Sunday, December 18, 2016

Stocks Get Trump Bounce, But Not The Real Economy

Consumer, businesses haven’t changed their behavior early on.


By Jeffry Bartash
MarketWatch
December 19, 2016

Stock prices soared and soared after Donald Trump's election, but the real economy?

U.S. stocks have repeatedly sailed to record highs in anticipation of a more business-friendly Trump White House backed by a Republican Congress. But there’s no evidence so far that businesses and consumers have acted with similar glee.

It’s no shock. Major reports leading up to Christmas, including this week’s look at investment and consumer spending, reflect snapshots of the economy in November as the election was taking place.

And even though surveys show a more buoyant attitude among consumers and executives, it’ll take at least several months to learn if that translates into more investing, hiring and spending.

“Is this just a temporary euphoria brought on by the election and the promise of meaningful change, the holidays, or a stock market at record highs? Only time will tell,” noted Scott Anderson, chief economist of Bank of the West.

Certainly there’s plenty of room for improvement.

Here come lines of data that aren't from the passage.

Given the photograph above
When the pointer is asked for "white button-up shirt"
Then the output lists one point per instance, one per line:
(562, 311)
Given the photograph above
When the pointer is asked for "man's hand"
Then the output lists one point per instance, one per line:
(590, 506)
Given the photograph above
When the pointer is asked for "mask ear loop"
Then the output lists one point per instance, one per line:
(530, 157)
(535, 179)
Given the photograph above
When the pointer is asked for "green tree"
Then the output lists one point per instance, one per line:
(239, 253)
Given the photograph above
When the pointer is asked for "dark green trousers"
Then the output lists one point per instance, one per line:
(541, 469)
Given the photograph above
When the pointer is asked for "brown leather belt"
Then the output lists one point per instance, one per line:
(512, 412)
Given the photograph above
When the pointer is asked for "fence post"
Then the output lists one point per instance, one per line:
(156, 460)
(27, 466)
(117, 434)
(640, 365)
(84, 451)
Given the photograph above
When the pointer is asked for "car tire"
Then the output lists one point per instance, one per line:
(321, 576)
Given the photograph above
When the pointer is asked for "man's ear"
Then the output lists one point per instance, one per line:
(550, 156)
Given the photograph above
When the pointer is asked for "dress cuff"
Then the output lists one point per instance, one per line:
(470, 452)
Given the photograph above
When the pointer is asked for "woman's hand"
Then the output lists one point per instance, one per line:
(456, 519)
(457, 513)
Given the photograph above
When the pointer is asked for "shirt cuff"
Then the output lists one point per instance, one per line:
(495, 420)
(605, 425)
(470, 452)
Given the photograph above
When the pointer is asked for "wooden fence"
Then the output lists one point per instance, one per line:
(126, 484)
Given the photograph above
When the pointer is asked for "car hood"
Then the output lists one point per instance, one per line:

Take business spending.

Although orders for long-lasting products are forecast to rise in November, a key measure included in the durable-good report shows investment has fallen 4.3% in the past 12 months. Indeed, investment has been weaker in the past two years than anytime since the Great Recession.

President-elect Donald Trump has vowed to cut corporate taxes, reduce regulations and ratchet up government spending on large public-works projects. Those promises have excited the corporate world and it could spur more investment in the future, but executives are likely to wait for more details before they take the plunge.

The same is probably true of consumers. Households don’t spend like they used to, and it’s unrealistic to expect them to alter their behavior until they see how the new president’s approach affects their paychecks or ability to find work.

Still, households have been doing their part. Consumers have propped up the economy even as the two other key pegs, business investment and trade, lag well behind. The government is expected to report consumer spending rose a solid 0.3% in November, helped by gradually rising wages.

That leaves government. Yet Washington just can’t inject tens of billions of dollars into the economy even under a new administration. Congress rarely moves quickly and it won’t be until late spring or early summer that the spigots start to open.

Once the spigots open, though, federal spending could juice the economy for some time to come.

“The U.S. is poised to spend big in coming years while almost no one else is in the same boat,” said Doug Porter, chief economist of BMO Financial Group.

If Trump gets his way, the current economic expansion that’s now 90 months old, and is the fourth longest ever, might go on for at least several more years. That could bring it within reach of the record 120-month expansion that occurred from 1991 to 2001.

The bigger challenge, though, is not the length of the expansion but its speed.

The U.S. hasn’t grown 3% annually since 2005, an 11-year stretch that is the longest in modern history. That’s thin gruel for Americans used to an economy that whose historic growth rate is 3.3%. And one of the chief reasons Trump pulled off his surprise upset.